Monday, May 03, 2010

A while back I visited IKEA looking for a few items for the house.  We ended up with a shower curtain and some new dining room chairs.   We also got a few odds and ends - 2 plates to replace ones we have broken in the last few years (buy white plates, they're easy to replace and the feature your food rather than the plate design on the table!).  We couldn't get more because IKEA is not near where we live, so we could only take what we could fit in around our suitcases in the Honda we own.  Next time we're renting a truck.  IKEA isn't the best quality, but for the price it can't be beat in my experience.

So suffice it to say that a few days after purchasing and installing my new shower curtain I was very surprised to see an ENORMOUS woman (and her doting husband) walk into our restaurant wearing that very same shower curtain as a rain jacket.  I'm 100% sure she modified a shower curtain into a rain poncho.  It was clear that the "jacket" was home made, but fantastically done I might add.  I suspect it took 2 curtains due to needing extra material for arms and a hood.  I obviously didn't ask how she made it, but I'd imagine with some sort of high strength rubber cement that you could construct this same jacket.  It closed with some Velcro straps on the front.  I walked by her table quite a number of times as she was right outside one of our kitchen doors, and I got some pretty good looks at the jacket.  Whoever put it together really knew how to put clothes together for large people.  She was able to get it off and on with no problems.  When she removed it and hung it from a jacket hanger on a nearby booth you could see clearly on the inside that it was handmade (there was no liner to cover up the gluing on the seams).

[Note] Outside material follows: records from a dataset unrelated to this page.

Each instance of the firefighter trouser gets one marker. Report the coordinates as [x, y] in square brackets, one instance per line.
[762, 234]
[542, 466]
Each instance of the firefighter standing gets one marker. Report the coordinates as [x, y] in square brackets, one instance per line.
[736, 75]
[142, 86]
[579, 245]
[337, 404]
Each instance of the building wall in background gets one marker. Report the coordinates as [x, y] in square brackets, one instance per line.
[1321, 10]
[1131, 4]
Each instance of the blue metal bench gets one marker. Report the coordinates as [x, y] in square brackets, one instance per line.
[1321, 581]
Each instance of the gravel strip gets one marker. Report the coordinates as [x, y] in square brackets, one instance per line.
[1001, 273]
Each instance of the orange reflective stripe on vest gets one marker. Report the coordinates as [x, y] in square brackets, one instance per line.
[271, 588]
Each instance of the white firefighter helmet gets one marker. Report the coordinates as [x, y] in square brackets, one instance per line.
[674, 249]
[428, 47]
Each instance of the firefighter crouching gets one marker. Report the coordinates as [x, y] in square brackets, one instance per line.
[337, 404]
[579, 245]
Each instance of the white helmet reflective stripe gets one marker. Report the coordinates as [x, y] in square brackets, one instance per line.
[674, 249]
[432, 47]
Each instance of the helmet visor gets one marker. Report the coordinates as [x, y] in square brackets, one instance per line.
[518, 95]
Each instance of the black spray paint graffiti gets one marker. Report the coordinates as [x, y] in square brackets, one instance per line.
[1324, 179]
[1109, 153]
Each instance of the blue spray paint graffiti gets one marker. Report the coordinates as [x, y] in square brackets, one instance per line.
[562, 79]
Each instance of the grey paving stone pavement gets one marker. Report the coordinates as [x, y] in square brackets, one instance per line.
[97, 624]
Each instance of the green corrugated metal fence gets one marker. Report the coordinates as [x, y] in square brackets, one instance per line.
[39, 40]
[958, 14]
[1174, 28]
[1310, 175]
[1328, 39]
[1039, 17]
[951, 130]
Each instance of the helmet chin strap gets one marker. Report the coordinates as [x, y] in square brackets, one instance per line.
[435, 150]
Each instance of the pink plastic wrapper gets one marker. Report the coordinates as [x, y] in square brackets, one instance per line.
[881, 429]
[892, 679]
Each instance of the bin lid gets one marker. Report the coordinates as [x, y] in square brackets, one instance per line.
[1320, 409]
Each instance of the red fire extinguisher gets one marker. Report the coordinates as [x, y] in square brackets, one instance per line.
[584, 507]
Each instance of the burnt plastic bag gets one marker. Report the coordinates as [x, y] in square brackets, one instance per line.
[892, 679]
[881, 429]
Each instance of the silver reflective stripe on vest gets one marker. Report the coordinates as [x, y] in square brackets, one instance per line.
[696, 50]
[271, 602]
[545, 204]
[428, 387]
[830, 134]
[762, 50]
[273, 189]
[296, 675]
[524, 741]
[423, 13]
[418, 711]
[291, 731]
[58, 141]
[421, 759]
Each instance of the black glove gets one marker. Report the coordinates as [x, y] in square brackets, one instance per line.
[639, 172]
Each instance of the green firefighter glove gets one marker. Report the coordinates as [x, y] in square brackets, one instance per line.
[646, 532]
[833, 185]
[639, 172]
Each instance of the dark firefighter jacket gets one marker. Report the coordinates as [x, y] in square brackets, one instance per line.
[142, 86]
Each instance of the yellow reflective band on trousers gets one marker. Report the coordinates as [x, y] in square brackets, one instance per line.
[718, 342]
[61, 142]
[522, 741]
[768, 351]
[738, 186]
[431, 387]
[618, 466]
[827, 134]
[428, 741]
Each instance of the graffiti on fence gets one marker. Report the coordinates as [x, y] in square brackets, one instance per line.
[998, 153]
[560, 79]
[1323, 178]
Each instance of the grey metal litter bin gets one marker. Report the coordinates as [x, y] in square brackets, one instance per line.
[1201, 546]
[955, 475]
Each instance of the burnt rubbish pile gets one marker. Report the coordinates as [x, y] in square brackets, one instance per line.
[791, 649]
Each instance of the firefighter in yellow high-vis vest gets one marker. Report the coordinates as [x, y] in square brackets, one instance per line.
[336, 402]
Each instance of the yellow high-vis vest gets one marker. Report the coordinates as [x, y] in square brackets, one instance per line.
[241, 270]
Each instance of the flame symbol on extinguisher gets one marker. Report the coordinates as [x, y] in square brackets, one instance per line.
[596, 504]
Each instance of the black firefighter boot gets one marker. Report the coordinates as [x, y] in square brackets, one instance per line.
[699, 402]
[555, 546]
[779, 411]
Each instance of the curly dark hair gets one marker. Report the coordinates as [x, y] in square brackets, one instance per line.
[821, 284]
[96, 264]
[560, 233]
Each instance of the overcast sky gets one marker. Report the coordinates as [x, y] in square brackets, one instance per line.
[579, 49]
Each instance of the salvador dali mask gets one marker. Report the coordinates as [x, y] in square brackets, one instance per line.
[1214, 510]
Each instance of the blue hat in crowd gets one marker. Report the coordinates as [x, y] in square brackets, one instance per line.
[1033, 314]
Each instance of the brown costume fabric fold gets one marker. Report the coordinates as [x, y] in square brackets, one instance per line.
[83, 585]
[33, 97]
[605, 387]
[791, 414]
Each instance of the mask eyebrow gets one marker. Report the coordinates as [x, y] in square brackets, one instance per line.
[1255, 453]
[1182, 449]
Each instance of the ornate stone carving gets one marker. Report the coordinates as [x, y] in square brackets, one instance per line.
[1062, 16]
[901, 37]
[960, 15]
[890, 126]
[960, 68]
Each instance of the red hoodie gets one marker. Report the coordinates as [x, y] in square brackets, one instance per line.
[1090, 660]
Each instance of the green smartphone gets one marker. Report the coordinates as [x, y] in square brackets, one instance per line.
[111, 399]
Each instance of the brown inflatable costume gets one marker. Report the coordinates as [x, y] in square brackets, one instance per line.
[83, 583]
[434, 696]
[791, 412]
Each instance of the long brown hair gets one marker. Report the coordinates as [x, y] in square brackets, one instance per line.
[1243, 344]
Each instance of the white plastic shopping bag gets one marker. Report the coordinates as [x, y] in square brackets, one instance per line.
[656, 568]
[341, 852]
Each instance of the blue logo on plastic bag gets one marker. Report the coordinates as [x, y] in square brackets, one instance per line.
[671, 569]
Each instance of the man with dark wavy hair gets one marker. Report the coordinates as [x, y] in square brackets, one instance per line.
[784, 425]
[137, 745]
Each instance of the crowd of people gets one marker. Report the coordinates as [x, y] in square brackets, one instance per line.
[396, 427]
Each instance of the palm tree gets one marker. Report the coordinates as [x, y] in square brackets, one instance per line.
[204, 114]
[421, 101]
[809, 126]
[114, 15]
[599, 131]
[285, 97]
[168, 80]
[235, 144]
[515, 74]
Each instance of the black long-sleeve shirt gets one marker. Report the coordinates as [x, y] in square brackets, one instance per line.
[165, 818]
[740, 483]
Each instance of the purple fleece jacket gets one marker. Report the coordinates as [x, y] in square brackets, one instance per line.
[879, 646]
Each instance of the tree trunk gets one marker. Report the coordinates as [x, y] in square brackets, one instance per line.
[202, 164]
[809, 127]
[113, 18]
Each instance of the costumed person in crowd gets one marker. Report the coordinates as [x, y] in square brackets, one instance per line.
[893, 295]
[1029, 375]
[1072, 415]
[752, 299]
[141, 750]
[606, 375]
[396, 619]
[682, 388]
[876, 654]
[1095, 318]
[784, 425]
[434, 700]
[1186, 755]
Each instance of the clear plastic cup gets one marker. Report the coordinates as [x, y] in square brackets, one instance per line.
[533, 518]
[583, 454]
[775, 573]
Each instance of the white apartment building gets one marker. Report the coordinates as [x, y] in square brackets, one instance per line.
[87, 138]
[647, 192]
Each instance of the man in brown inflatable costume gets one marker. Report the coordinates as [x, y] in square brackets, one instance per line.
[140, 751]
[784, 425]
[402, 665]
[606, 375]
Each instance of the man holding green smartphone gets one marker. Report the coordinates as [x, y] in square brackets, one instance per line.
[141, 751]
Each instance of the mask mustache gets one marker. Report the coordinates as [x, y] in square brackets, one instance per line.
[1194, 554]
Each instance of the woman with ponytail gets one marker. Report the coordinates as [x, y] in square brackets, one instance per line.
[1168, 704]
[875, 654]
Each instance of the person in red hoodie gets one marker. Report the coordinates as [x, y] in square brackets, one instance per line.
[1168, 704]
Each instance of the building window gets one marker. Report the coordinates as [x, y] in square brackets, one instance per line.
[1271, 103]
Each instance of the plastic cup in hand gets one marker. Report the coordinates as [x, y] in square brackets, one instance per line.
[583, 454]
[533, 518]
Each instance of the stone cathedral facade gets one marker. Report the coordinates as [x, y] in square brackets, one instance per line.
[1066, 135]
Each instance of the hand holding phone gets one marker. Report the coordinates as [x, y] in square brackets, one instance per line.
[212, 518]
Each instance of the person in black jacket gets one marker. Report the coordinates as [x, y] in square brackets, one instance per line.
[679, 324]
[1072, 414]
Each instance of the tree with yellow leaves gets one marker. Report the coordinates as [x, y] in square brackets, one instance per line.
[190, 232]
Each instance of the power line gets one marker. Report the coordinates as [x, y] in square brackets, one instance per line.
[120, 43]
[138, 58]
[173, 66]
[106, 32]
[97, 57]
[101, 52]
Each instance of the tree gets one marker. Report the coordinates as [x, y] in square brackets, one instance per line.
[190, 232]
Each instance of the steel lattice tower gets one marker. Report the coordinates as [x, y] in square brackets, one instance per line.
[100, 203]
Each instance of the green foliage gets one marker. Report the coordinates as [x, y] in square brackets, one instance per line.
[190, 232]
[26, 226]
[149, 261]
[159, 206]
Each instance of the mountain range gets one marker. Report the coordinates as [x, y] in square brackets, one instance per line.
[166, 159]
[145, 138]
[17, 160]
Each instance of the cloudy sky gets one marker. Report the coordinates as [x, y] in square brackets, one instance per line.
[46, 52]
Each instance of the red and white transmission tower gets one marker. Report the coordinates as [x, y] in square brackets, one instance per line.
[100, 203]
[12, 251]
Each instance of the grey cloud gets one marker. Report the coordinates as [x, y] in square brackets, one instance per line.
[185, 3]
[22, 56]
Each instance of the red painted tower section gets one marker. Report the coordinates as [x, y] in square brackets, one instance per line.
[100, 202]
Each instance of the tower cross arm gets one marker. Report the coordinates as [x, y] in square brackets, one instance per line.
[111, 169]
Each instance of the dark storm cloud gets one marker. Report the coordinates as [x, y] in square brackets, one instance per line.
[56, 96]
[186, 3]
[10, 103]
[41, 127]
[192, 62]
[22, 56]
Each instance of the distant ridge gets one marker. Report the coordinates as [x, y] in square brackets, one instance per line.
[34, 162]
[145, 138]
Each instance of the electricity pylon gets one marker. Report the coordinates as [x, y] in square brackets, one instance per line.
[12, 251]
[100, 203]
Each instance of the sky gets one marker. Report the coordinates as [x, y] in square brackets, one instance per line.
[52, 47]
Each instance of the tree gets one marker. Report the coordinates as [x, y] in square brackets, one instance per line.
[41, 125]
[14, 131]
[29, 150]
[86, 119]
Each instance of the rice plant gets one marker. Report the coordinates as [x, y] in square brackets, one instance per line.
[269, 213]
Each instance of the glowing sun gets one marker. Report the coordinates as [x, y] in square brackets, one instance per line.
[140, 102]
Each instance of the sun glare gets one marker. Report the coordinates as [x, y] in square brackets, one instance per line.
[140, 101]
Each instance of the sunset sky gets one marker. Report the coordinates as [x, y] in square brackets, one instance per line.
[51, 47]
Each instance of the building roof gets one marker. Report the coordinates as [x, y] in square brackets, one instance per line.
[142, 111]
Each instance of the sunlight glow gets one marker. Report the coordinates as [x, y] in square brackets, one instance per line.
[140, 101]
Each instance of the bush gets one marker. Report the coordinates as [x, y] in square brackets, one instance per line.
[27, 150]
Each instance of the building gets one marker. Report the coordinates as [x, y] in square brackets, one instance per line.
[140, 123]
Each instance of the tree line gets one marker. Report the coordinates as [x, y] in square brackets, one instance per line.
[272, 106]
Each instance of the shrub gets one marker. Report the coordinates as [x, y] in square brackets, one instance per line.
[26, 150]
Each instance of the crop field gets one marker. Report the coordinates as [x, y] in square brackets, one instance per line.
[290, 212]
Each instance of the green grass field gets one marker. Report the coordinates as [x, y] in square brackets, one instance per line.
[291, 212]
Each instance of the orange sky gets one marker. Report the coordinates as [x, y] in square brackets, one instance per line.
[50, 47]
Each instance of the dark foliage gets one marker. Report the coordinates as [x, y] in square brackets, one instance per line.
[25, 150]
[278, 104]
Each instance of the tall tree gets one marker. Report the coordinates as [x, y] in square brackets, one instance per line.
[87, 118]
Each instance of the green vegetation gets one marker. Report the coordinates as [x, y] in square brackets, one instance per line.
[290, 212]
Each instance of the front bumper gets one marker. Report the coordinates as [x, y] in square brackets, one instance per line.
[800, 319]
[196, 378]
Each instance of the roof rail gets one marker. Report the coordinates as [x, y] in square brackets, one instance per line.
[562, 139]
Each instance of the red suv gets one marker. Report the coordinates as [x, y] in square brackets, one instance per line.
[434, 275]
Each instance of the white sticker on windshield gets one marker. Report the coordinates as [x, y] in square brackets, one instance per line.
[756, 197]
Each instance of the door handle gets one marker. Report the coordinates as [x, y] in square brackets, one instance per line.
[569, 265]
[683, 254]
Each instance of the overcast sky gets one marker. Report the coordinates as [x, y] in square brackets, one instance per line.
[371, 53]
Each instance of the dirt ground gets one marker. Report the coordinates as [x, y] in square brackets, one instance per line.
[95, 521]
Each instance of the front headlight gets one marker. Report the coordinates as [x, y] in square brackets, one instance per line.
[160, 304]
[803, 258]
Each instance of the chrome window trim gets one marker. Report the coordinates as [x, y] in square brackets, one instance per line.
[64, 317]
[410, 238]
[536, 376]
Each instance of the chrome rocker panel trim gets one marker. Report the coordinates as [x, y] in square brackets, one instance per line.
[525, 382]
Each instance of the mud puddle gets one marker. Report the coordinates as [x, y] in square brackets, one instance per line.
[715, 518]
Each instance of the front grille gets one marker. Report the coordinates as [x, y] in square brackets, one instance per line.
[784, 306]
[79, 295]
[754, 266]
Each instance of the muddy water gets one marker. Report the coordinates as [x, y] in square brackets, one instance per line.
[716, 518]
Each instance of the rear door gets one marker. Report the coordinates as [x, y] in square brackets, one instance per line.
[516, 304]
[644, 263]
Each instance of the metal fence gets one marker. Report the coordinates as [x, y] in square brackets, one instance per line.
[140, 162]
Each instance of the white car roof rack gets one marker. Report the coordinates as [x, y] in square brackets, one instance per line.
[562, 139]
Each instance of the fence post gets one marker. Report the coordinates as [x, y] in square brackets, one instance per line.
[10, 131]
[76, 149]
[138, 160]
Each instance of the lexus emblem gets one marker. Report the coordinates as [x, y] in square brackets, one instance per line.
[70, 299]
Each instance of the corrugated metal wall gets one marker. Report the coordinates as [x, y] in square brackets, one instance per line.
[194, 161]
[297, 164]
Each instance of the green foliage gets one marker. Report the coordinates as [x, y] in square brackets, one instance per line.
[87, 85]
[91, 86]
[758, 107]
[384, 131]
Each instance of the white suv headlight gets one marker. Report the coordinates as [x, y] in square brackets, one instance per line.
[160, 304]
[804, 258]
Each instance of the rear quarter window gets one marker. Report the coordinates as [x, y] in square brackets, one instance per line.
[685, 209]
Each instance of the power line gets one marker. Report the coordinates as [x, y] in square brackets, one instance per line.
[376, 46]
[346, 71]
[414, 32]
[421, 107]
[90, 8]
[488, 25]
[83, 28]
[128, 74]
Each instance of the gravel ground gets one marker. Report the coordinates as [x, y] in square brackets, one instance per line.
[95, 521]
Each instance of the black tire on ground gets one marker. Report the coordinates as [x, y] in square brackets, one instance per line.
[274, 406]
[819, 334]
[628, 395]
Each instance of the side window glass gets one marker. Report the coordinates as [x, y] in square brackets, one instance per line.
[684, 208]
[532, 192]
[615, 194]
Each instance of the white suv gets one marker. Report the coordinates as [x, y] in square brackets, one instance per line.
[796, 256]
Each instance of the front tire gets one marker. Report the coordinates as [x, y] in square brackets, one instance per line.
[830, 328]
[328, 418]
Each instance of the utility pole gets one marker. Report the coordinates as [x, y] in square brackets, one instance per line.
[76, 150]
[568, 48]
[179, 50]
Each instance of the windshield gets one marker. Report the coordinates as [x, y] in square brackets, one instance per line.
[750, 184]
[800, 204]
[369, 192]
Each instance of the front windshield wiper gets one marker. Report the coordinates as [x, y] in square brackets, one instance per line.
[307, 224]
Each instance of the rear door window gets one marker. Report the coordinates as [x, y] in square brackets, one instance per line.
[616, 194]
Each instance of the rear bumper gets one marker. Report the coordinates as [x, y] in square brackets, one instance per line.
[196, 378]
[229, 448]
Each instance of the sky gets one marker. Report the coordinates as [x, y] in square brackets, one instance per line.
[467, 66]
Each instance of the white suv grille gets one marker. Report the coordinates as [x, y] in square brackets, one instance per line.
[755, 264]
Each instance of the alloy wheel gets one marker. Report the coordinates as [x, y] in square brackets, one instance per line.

And to the lady's credit, despite being among the largest women I've ever seen, she was very friendly and nice to our staff (I didn't wait on her, though I'm guessing she was 6'4" and about 500lbs - a mountain of a woman).  She apparently had come in because early the next week she was getting gastric bypass, and wouldn't be able to eat at Red Lobster for a really long time after that apparently.  They were celebrating her recent weight loss.  She told the server in her section that she'd already lost 125lbs so that she could get the surgery, and that she was motivated to keep the weight off since she has a new grand baby to someday chase around.  Large people tend to run to one of two extremes - big and angry or big and jovial.  Give me big and jovial every time, even if they are talkers and campers.

1 comment:

~j~ said...

While not whoring out my own blog, I must say that I used to be morbidly obese and if people larger than I ever thought of being can be jovial, more power to them. My experience was something else, but W/E.

I have been to RL exactly once. I had something alfredo, for which I later found a recipe online and it was exactly like what I spent a lot more for at the restaurant.

I relate to your customer but know that she could very well be back in a month. She would just need something to take the leftovers home.